A geração de intenção é essencial na prática da meditação de metta, onde ela desenvolve o papel de moldar a qualidade da mente no momento presente. Ao invés de pensar em algo ou se recordar do passado, ou planejar o futuro, a pessoa adota naquele exato momento a qualidade mental de desejar o bem estar dos outros. Por conseguinte estamos passando da virtude geral para a meditação específica, para o cultivo deliberado de certos estados mentais e a intenção de manter presente um certo objeto na mente. Neste caso o objeto é o pensamento com respeito a todos os seres, enquanto que o estado mental com relação a esse objeto é a intenção ou desejo que todos os seres tenham felicidade e segurança.

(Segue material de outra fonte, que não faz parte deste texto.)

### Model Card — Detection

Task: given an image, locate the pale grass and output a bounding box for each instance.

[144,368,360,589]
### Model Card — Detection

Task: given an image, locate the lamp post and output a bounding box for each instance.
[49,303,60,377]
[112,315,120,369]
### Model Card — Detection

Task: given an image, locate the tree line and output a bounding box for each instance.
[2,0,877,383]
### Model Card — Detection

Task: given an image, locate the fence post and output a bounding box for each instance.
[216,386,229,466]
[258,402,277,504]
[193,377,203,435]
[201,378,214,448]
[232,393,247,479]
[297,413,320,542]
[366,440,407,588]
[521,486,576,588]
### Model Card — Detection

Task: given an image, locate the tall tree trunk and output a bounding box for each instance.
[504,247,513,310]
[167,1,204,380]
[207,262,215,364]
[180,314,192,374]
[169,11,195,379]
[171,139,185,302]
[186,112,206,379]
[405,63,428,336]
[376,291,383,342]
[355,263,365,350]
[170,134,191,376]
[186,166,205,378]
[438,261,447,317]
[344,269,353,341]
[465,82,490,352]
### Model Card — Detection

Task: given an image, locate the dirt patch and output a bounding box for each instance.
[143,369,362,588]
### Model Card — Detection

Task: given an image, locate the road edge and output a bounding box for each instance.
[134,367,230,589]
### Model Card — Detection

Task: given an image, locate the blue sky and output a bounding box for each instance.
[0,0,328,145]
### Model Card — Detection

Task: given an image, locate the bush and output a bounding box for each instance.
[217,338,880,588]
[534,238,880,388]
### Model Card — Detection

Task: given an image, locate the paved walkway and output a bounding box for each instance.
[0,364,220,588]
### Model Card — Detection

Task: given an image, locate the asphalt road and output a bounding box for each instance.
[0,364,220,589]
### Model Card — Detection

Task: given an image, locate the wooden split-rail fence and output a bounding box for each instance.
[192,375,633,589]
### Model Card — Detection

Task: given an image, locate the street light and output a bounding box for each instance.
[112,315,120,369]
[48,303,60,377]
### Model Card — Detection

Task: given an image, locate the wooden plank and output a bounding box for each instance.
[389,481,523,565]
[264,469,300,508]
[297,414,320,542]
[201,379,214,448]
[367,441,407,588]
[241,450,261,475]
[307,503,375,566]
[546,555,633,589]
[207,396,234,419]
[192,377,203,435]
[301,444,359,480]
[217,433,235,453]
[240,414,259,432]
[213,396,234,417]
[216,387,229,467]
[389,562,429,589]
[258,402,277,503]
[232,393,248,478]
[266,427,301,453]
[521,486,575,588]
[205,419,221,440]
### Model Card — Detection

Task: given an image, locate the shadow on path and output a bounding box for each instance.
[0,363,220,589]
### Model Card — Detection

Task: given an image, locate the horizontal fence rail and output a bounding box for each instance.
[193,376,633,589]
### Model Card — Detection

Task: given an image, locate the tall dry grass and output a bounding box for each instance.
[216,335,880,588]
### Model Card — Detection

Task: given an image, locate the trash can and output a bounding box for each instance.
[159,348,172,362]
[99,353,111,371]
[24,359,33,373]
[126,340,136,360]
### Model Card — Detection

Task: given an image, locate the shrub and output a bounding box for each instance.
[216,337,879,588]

A mudança de voz no sexto verso indica a descrição de algumas das diretrizes para a prática de ações benéficas.

[4] A meditação de metta é caracterizada como um dos quatro brahma viharas ou moradas divinas. Várias nuances de amor maternal são também empregadas para descrever os outros três brahma viharas ou qualidades divinas do coração: compaixão (tal qual uma mãe em relação a um filho doente), alegria altruísta (tal qual uma mãe em relação a um filho que vai em busca do seu lugar no mundo), e equanimidade (tal qual uma mãe ao ouvir sobre os eventos da vida de um filho adulto).

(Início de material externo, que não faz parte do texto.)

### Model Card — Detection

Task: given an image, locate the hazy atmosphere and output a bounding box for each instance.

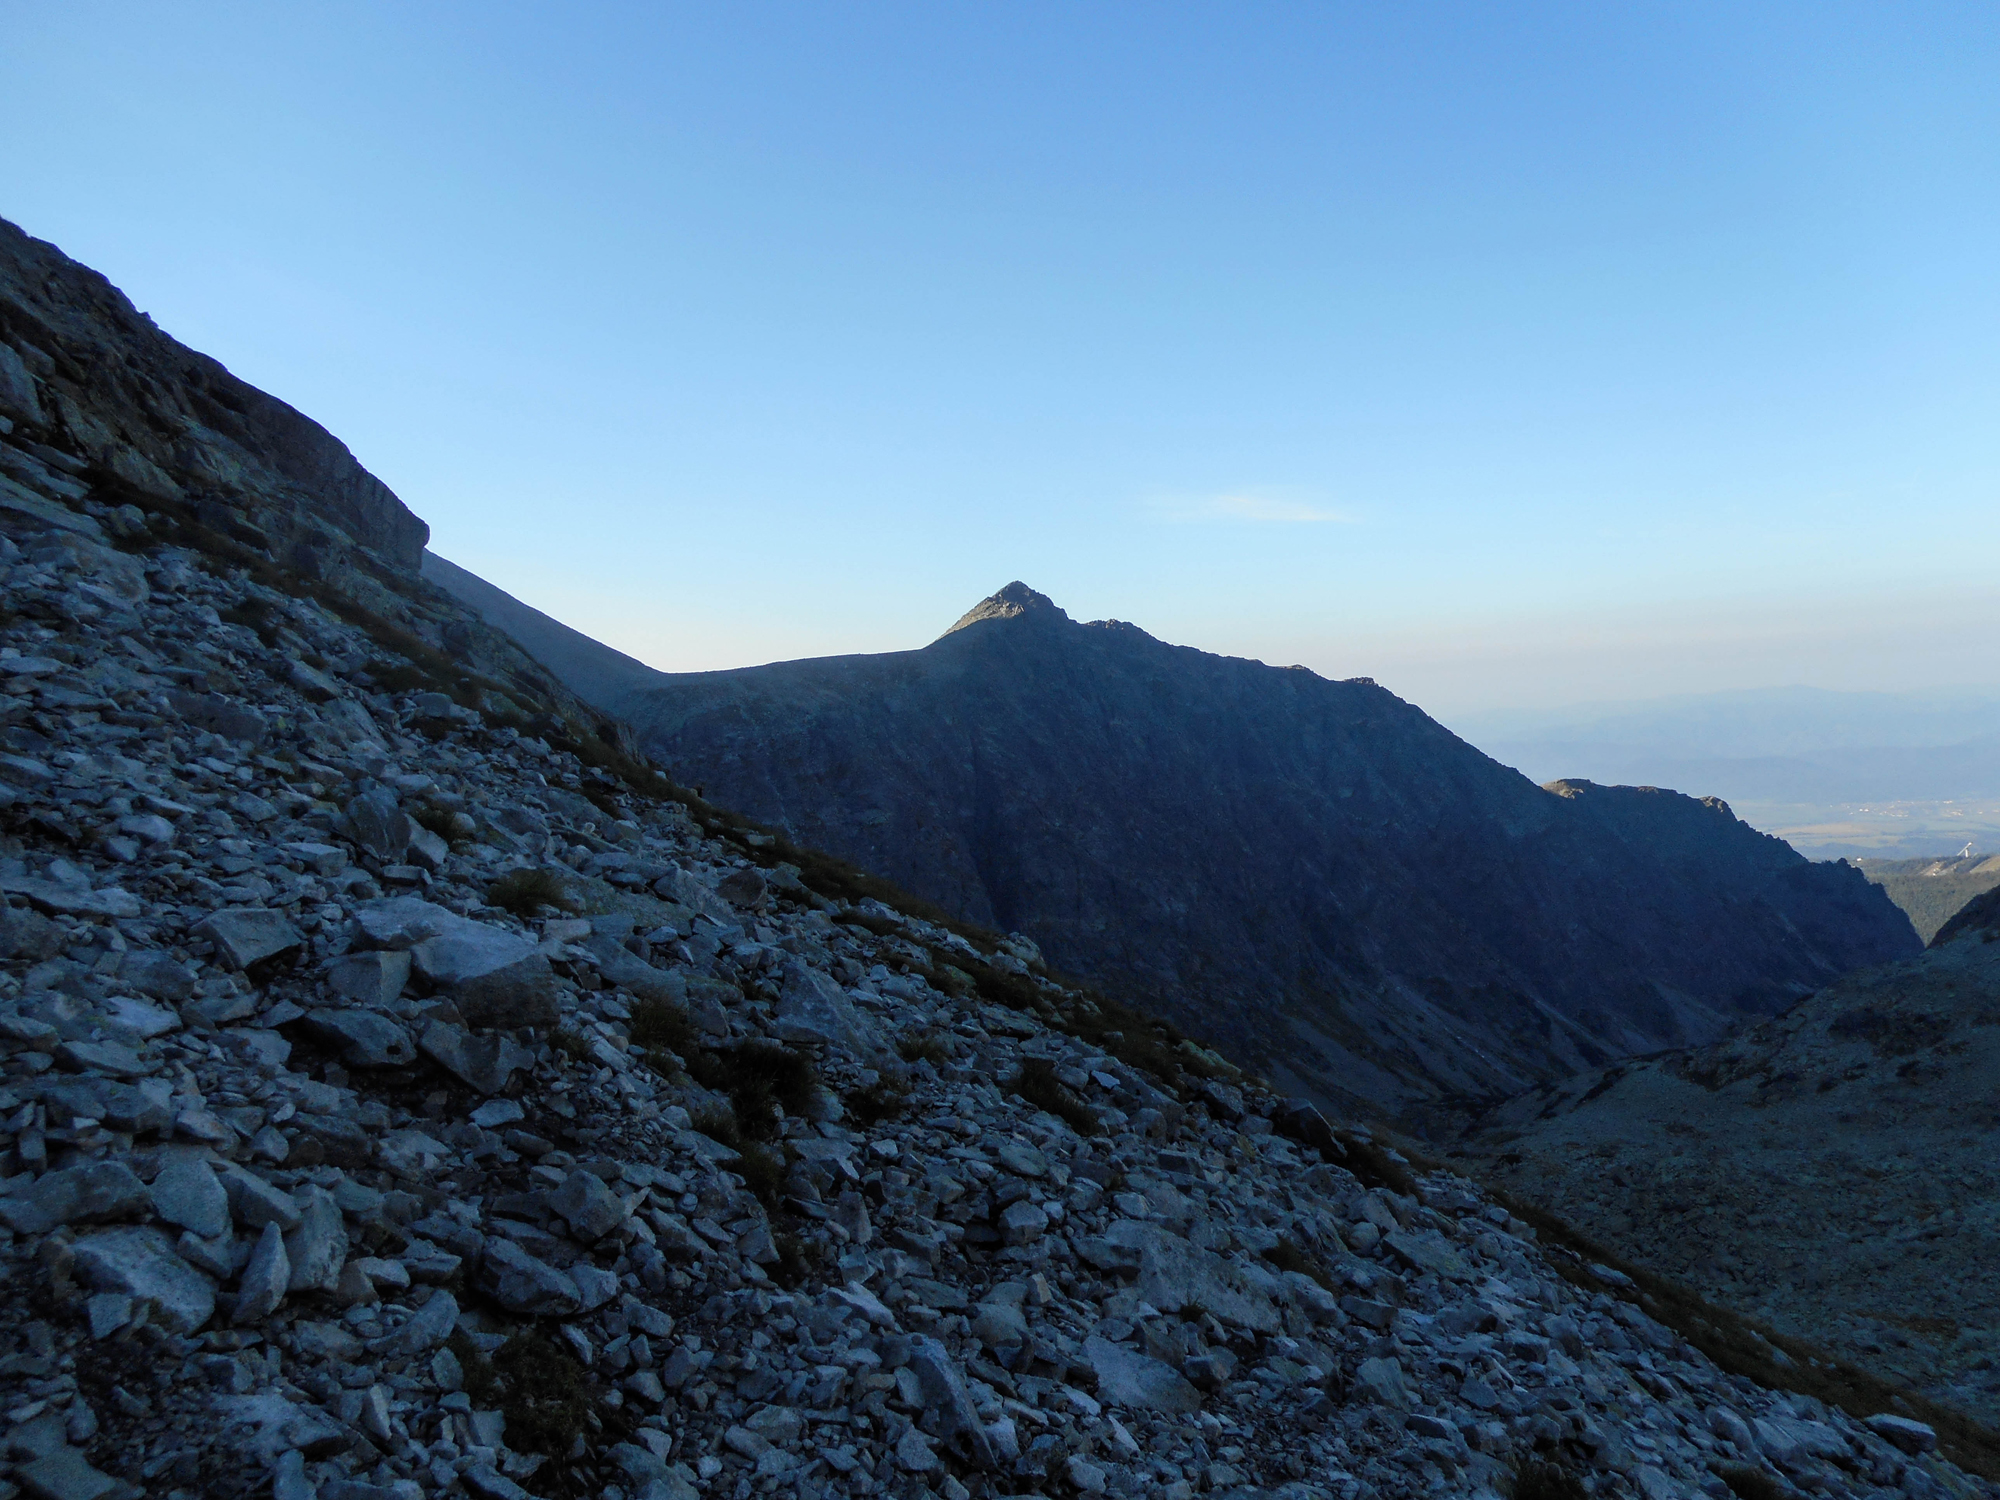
[5,2,1998,719]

O nono verso estabelece uma relação crucial entre a meditação de metta e a meditação vipassana, (insight), através da clássica ênfase na atenção plena.

[5] O último verso do sutta desloca a ênfase da meditação para a realização da sabedoria – o plano mais elevado na aspiração Budista. Esse é o cume do caminho, a destinação que é alcançada quando a prática diligente de meditação é desenvolvida sobre uma base sólida de virtude. A ênfase é colocada na purificação da visão, a habilidade para ver com clareza. Menciona a eliminação do desejo como um elemento das experiências e nomeia a emancipação do renascimento como o fruto da iluminação.